Nigerians benefiting immensely from border closure — Emefiele

The Governor of Central Bank of Nigeria (CBN) Mr Godwin Emefiele said Monday that Nigerians are benefiting immensely from the closure of the country’s borders.

Emefiele said this while fielding questions from State House correspondents after a close-door meeting with President Muhammadu Buhari in Abuja.

“A week after the borders were closed, the same rice millers association called to tell us that all the rice that they had in their warehouses have all been sold. Indeed, a lot of people have been depositing money in their accounts and they have even been telling them ‘please hold on don’t even pay money yet until we finished processing your rice.’

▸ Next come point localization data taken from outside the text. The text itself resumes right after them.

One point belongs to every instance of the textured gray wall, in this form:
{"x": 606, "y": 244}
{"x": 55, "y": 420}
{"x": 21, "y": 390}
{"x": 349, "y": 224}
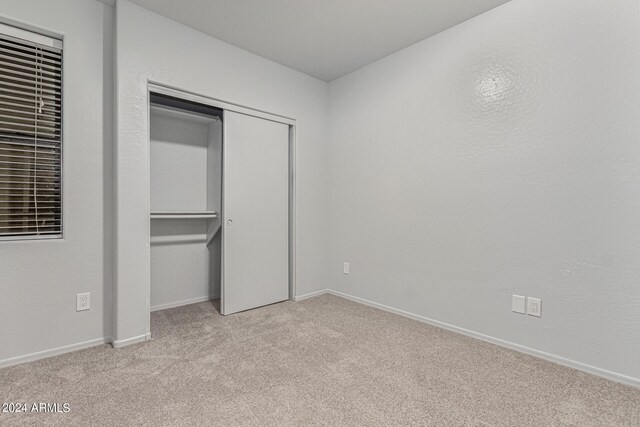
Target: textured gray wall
{"x": 499, "y": 157}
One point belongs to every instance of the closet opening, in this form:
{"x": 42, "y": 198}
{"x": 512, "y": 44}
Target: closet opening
{"x": 185, "y": 152}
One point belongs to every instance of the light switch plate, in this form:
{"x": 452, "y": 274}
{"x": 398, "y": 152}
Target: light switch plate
{"x": 534, "y": 307}
{"x": 518, "y": 304}
{"x": 83, "y": 301}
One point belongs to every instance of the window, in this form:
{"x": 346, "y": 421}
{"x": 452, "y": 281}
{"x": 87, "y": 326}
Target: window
{"x": 30, "y": 135}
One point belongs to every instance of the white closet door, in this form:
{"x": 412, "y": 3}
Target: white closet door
{"x": 256, "y": 212}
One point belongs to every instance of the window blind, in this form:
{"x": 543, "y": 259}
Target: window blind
{"x": 30, "y": 139}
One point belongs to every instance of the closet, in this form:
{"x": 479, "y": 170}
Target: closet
{"x": 219, "y": 206}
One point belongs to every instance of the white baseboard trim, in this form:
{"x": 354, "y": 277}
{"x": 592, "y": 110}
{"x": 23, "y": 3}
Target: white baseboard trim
{"x": 624, "y": 379}
{"x": 183, "y": 302}
{"x": 310, "y": 295}
{"x": 52, "y": 352}
{"x": 129, "y": 341}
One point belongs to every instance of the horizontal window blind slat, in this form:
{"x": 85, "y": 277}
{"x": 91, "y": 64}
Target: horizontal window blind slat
{"x": 35, "y": 57}
{"x": 31, "y": 94}
{"x": 31, "y": 81}
{"x": 35, "y": 85}
{"x": 45, "y": 50}
{"x": 21, "y": 71}
{"x": 19, "y": 141}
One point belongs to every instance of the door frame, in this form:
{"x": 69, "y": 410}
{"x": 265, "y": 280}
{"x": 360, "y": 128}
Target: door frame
{"x": 160, "y": 88}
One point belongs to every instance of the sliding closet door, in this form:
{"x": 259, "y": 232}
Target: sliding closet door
{"x": 255, "y": 212}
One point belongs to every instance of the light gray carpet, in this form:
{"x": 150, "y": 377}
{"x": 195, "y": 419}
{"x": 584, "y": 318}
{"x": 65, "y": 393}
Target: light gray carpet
{"x": 324, "y": 361}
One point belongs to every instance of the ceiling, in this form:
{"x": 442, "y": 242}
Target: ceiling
{"x": 322, "y": 38}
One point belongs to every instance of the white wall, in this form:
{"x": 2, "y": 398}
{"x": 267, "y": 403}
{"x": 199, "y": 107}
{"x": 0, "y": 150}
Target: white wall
{"x": 500, "y": 157}
{"x": 39, "y": 280}
{"x": 150, "y": 47}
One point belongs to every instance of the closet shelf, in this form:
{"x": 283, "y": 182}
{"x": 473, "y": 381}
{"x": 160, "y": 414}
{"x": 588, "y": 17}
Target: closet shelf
{"x": 183, "y": 214}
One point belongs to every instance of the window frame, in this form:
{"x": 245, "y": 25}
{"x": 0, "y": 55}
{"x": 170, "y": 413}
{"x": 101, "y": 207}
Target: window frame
{"x": 30, "y": 36}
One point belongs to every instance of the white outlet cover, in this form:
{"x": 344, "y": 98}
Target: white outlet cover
{"x": 518, "y": 304}
{"x": 83, "y": 301}
{"x": 534, "y": 307}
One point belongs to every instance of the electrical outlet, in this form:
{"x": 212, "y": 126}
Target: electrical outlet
{"x": 534, "y": 307}
{"x": 518, "y": 304}
{"x": 83, "y": 301}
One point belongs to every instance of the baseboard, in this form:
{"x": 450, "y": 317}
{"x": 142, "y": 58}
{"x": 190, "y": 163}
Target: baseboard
{"x": 310, "y": 295}
{"x": 52, "y": 352}
{"x": 183, "y": 302}
{"x": 129, "y": 341}
{"x": 624, "y": 379}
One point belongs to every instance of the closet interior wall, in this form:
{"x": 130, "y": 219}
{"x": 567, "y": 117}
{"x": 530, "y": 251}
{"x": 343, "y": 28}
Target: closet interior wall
{"x": 185, "y": 188}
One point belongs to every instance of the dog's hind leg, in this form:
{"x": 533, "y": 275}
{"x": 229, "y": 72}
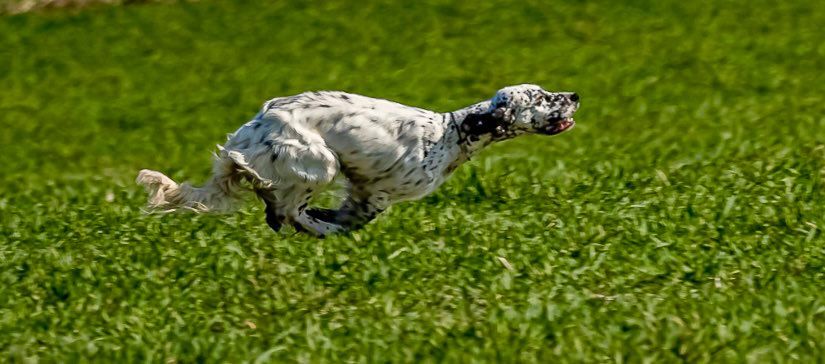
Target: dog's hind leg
{"x": 360, "y": 208}
{"x": 274, "y": 218}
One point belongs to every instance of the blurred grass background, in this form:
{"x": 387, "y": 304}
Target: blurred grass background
{"x": 679, "y": 221}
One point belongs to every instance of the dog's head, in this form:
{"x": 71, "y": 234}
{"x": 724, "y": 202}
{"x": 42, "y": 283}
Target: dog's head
{"x": 525, "y": 109}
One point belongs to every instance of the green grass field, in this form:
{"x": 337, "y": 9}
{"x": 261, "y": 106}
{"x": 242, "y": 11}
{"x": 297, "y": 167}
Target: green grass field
{"x": 681, "y": 220}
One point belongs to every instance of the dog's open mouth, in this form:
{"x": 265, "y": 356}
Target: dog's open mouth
{"x": 558, "y": 125}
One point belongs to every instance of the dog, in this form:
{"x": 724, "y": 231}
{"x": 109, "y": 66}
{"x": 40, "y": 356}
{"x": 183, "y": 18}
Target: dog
{"x": 387, "y": 151}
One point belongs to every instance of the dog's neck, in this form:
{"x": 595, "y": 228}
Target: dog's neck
{"x": 471, "y": 129}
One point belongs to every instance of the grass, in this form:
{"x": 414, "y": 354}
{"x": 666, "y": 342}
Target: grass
{"x": 680, "y": 221}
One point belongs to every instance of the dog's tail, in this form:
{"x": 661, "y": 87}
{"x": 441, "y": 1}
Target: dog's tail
{"x": 219, "y": 194}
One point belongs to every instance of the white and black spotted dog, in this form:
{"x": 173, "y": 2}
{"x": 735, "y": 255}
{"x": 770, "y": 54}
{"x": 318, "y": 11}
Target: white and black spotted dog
{"x": 389, "y": 152}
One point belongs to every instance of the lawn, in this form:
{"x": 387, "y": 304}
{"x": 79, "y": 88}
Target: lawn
{"x": 681, "y": 220}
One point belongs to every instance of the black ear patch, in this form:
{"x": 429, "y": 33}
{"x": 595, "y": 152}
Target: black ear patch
{"x": 486, "y": 123}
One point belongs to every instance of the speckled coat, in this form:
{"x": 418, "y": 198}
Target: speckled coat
{"x": 388, "y": 152}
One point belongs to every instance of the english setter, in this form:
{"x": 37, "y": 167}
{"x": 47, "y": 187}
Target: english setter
{"x": 388, "y": 152}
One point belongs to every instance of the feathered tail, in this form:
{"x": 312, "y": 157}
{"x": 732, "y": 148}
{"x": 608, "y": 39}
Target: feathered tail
{"x": 219, "y": 194}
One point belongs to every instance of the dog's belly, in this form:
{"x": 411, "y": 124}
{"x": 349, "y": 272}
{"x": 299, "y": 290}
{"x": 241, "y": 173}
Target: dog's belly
{"x": 402, "y": 180}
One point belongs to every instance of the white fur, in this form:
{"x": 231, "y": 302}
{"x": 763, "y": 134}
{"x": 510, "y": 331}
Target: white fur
{"x": 389, "y": 152}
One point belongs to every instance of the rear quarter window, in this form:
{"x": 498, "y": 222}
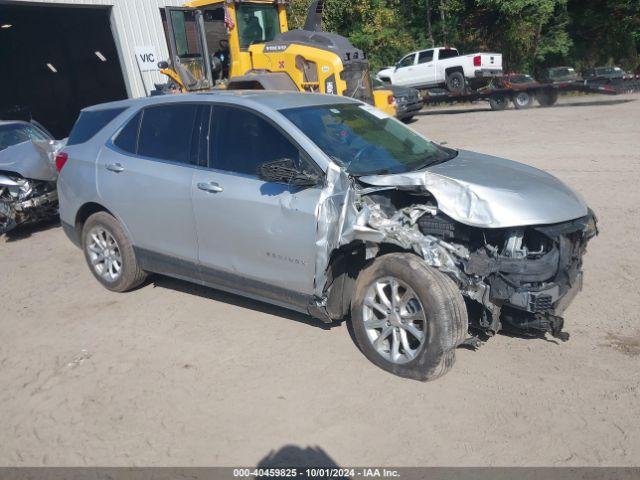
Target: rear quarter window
{"x": 91, "y": 122}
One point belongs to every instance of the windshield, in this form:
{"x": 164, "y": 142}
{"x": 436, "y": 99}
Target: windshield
{"x": 257, "y": 23}
{"x": 366, "y": 141}
{"x": 18, "y": 133}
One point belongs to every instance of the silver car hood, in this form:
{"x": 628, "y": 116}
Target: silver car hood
{"x": 491, "y": 192}
{"x": 32, "y": 159}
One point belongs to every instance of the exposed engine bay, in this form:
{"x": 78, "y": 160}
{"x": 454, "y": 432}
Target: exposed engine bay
{"x": 519, "y": 279}
{"x": 28, "y": 183}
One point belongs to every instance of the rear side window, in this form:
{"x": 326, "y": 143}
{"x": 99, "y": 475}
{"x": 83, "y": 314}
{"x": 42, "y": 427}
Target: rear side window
{"x": 166, "y": 132}
{"x": 244, "y": 141}
{"x": 425, "y": 57}
{"x": 90, "y": 123}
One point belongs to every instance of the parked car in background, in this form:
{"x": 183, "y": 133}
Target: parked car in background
{"x": 27, "y": 174}
{"x": 326, "y": 206}
{"x": 560, "y": 75}
{"x": 523, "y": 86}
{"x": 443, "y": 66}
{"x": 408, "y": 100}
{"x": 603, "y": 74}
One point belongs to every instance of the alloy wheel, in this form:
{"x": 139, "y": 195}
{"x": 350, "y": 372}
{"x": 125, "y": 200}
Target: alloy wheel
{"x": 394, "y": 320}
{"x": 104, "y": 254}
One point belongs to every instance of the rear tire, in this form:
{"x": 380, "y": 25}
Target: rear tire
{"x": 456, "y": 83}
{"x": 523, "y": 100}
{"x": 109, "y": 253}
{"x": 414, "y": 333}
{"x": 498, "y": 102}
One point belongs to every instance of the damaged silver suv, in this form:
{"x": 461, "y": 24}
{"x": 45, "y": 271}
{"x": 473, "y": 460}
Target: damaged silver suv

“The poultry associations have also come to say that they have sold all their eggs, they have sold all their processed chickens and that demand is rising.

“So when you asked, ‘what is the benefit, the benefit of the border closure on the economy of Nigeria’, I just used two products – poultry and rice. The benefit is that it has helped to create jobs for our people, it has helped to bring our integrated rice milling that we have in the country back into business again and they are making money.

“Our rural communities are bubbling because there is activities, because rice farmers are able to sell their paddy. The poultry business is also doing well, and also maize farmers who produce maize from which feeds are produced are also doing business.

“These are the benefits. We are not saying that the borders should be closed in perpetuity, but that before the borders be reopened, there must be concrete engagements with countries that are involved in using their ports and countries as landing ports for bringing in goods that are smuggling into Nigeria.

“That engagement must be held so that we agree on the basis under which: what are the kinds of products that they can land in their countries because if those products they land in their countries are meant for their own local consumption, it is understandable,” he said.

The CBN governor said there must be concrete engagements with neighbouring countries that are involved in using their shores as landing ports for bringing in goods that are smuggled into.

He said the country’s borders would remain closed until its neigbours meet the conditions for reopening.

“We are not saying that the borders should be closed in perpetuity, but that before the borders be reopened, there must be concrete engagements with countries that are involved in using their ports and countries as landing ports for bringing in goods meant for local consumption, it is understandable.

“But the fact that those products are landed in their countries and then transshipped or smuggled into Nigeria is something that I am sure you all agree as Nigerians we should not allow to happened because it undermines our economic policy, it undermines our own desire to make sure that industries are alive and jobs are created in Nigeria,” he said.